Şu an dünyada iki akım var. Peki kim bu akımlar? Buradan gidelim, sonuçta Türkiye ile bağlayalım…

ABD’de iki ana akım var. DEMOKRATLAR ve CUMHURİYETÇİLER. Şu anki ABD başkanı Cumhuriyetçi yani ABD milliyetçiliğini, ABD’nin artık kendi içine dönerek iç sorunları ile ilgilenmesi yönünde görüşleri ağır basan akım…

Aslında bu akımın görüşlerini Trump’ın kendi kaleminden olan “YENİDEN BÜYÜK AMERİKA” adlı eserinde de görebiliyoruz. Göreve gelirken ülkesi ile ilgili çok büyük hedefleri olan Trump şimdiye kadar çok da başarılı olamamış gibi görünüyor. Çünkü Trump’ın da karşısında bir akım var. Peki bu akım kim?

Derin ABD-PENTAGON dediğimiz akım… Trump’ın başkanlık koltuğunda rahat hareket edememesinin nedeni de karşısındaki Derin ABD’nin baskısından kaynaklanıyor.
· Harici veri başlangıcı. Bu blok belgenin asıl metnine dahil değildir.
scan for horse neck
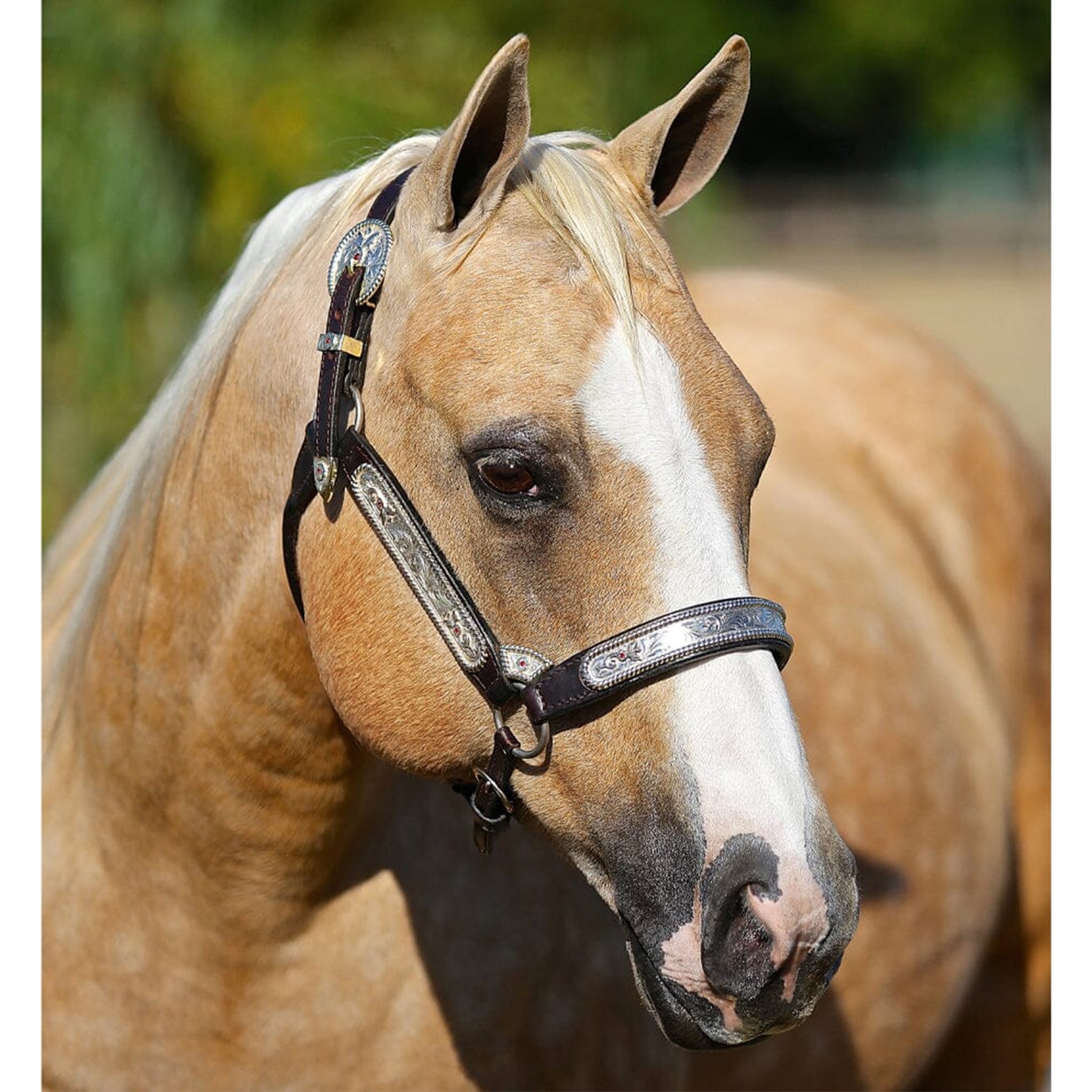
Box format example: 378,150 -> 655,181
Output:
46,262 -> 379,934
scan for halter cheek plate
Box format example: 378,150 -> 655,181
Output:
282,168 -> 793,853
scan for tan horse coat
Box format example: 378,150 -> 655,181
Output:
43,34 -> 1048,1089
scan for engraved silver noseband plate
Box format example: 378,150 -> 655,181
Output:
326,220 -> 394,303
580,605 -> 789,690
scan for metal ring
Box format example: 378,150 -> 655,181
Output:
493,703 -> 549,762
512,721 -> 549,761
348,387 -> 364,436
471,766 -> 516,823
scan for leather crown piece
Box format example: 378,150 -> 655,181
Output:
282,168 -> 793,853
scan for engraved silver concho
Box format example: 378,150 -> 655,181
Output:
326,220 -> 394,303
311,455 -> 338,502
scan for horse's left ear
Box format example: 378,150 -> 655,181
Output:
406,34 -> 531,230
608,34 -> 750,216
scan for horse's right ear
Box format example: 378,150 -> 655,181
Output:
406,34 -> 531,230
607,34 -> 750,216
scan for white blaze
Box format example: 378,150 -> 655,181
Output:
577,323 -> 814,871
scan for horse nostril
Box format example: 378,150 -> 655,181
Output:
701,834 -> 781,999
701,884 -> 777,1000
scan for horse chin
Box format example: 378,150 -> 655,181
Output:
626,940 -> 767,1050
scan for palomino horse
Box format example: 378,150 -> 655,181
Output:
43,38 -> 1048,1089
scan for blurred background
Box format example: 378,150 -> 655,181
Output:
43,0 -> 1049,541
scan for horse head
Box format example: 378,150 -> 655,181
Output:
298,37 -> 857,1047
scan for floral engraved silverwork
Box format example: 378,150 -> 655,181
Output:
580,599 -> 791,690
349,463 -> 486,670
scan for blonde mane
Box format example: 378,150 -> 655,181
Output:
43,132 -> 647,735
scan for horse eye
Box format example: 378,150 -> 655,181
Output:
474,456 -> 541,497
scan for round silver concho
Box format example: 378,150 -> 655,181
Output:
326,220 -> 394,303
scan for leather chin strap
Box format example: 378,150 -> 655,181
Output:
282,168 -> 793,853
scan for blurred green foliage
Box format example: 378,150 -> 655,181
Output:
43,0 -> 1049,537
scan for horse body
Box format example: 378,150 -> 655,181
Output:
43,36 -> 1046,1088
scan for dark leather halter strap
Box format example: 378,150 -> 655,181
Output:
282,168 -> 793,853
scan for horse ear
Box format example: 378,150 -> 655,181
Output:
413,34 -> 531,230
608,34 -> 750,216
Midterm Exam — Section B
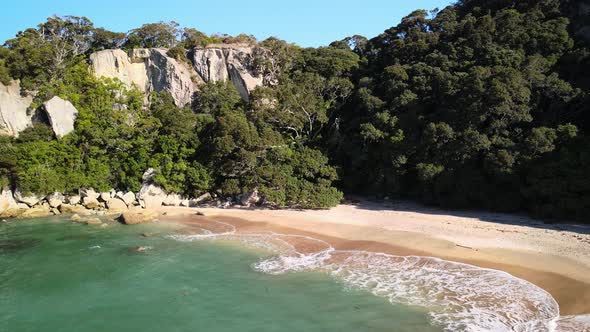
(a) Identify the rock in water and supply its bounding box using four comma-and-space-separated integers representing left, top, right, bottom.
45, 192, 65, 208
0, 81, 33, 136
80, 189, 100, 199
82, 196, 100, 209
0, 188, 17, 214
14, 188, 43, 206
18, 206, 51, 218
121, 209, 158, 225
59, 204, 92, 215
240, 188, 260, 207
43, 96, 78, 137
107, 198, 128, 213
117, 191, 135, 206
98, 192, 111, 202
162, 194, 182, 206
66, 195, 82, 205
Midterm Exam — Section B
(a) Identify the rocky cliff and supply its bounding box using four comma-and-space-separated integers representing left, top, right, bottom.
90, 49, 196, 106
90, 45, 264, 106
189, 45, 264, 100
0, 81, 33, 136
0, 81, 78, 137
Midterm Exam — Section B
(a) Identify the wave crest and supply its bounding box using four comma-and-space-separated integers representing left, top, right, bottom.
166, 222, 590, 332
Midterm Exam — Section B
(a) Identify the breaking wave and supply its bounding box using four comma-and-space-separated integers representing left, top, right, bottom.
170, 221, 590, 332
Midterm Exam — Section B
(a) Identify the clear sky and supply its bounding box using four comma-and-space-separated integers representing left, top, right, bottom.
0, 0, 452, 46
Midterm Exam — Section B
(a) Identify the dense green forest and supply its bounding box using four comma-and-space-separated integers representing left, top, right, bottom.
0, 0, 590, 221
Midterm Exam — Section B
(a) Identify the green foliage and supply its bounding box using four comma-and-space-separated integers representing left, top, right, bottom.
166, 46, 189, 63
13, 141, 85, 195
332, 0, 588, 217
123, 21, 180, 49
90, 28, 127, 52
193, 81, 244, 114
0, 0, 590, 215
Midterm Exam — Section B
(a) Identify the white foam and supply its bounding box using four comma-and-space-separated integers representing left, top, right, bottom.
166, 222, 590, 332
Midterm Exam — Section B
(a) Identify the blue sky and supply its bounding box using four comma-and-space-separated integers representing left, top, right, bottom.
0, 0, 451, 46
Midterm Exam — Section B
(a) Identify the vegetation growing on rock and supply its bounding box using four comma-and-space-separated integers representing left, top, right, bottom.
0, 0, 590, 220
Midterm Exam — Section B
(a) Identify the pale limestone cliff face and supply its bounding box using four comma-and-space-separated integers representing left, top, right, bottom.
148, 49, 196, 106
189, 45, 264, 100
90, 49, 196, 106
0, 81, 33, 136
90, 50, 149, 93
43, 96, 78, 137
90, 45, 264, 106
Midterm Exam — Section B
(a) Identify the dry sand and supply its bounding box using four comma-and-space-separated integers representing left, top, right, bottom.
156, 201, 590, 315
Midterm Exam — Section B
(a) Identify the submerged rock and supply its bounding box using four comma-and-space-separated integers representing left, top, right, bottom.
45, 192, 65, 208
240, 188, 260, 207
107, 198, 128, 213
115, 191, 135, 206
0, 188, 17, 215
65, 195, 82, 205
59, 204, 93, 215
120, 209, 159, 225
18, 206, 52, 218
162, 194, 183, 206
82, 196, 101, 209
0, 239, 41, 252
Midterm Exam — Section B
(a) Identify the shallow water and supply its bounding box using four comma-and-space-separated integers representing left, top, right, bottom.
0, 218, 442, 332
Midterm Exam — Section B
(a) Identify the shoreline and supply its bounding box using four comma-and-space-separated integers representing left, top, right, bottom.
158, 203, 590, 316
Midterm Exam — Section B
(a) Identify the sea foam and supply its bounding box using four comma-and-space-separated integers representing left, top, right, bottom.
170, 222, 590, 332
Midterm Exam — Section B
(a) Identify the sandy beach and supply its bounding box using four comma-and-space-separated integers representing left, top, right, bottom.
160, 201, 590, 315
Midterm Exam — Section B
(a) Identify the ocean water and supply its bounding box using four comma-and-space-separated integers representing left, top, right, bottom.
0, 218, 590, 332
0, 218, 441, 332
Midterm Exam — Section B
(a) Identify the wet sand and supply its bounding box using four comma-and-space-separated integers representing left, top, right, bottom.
161, 202, 590, 316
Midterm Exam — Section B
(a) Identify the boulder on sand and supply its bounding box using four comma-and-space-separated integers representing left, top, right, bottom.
59, 204, 93, 215
240, 188, 260, 207
45, 192, 65, 208
18, 205, 52, 218
120, 209, 159, 225
115, 191, 135, 206
0, 188, 17, 214
65, 195, 82, 205
14, 189, 43, 206
107, 198, 128, 213
82, 196, 100, 209
138, 168, 166, 209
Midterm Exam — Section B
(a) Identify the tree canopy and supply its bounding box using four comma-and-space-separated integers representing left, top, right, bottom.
0, 0, 590, 220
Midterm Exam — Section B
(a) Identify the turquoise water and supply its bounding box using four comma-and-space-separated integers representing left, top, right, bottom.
0, 218, 441, 332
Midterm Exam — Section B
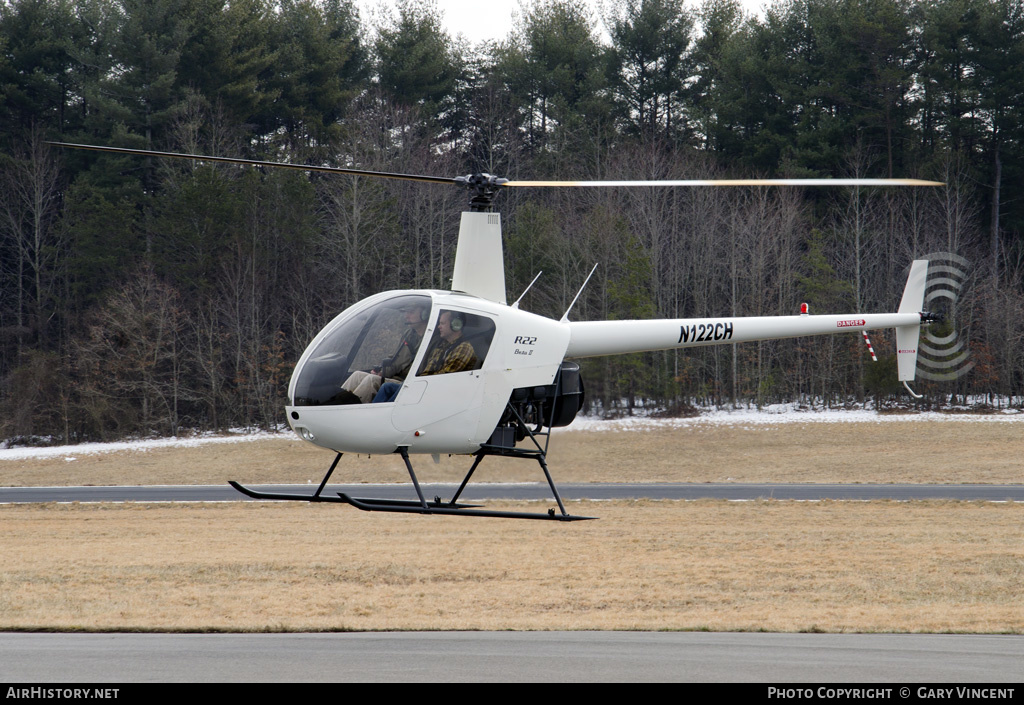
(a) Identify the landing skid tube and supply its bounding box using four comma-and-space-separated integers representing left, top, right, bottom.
228, 434, 597, 522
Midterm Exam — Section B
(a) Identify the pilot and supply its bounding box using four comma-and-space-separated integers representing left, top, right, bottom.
374, 310, 476, 403
339, 303, 429, 404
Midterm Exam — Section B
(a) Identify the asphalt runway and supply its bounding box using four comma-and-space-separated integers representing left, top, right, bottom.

Trump, Yeni Dünya Düzeninin ABD-TÜRKİYE-RUSYA-ÇİN öncülüğünde kurulabileceğini düşünüyor. Derin ABD ise dünyayı yöneten tek bir gücün olmasını istiyor.

Tabi Derin ABD sadece ABD kaynaklı değil. Londra’dan gelen ve Derin ABD ile ilerleyen bir akım da söz konusu. Bu da Londra’yı ikiye bölüyor. Bu iki ayrı yapının karşısında da Doğu’dan yükselip gelen Avrasya Bloğu var.

Avrasya Bloğu ÇİN-RUSYA-TÜRKİYE’den oluşuyor. Aslında Türkiye buraya sonradan dahil oldu daha doğrusu dahil olmak durumunda kaldı. ABD’nin NATO-FETÖ eliyle 15 Temmuz’un arkasından çıkması, Türkiye’nin BATI-NATO-ABD ile olan ittifakına ciddi zarar verdi ve Türkiye BATI’dan kopmaya başladı…

15 Temmuz’dan sonra Türkiye’nin askeriyeyi millileştirmesi, mili ve yerli politikalarda hızlı adımlar atması bölgesel olarak da duruşunu daha net göstermesi zorunluluğunu meydana getirdi. Türkiye her ne kadar DENGE politikasını en ılımlı yürüten bir ülke olsa da AVRASYA BLOĞUNA kaydığını görmek de zor değil.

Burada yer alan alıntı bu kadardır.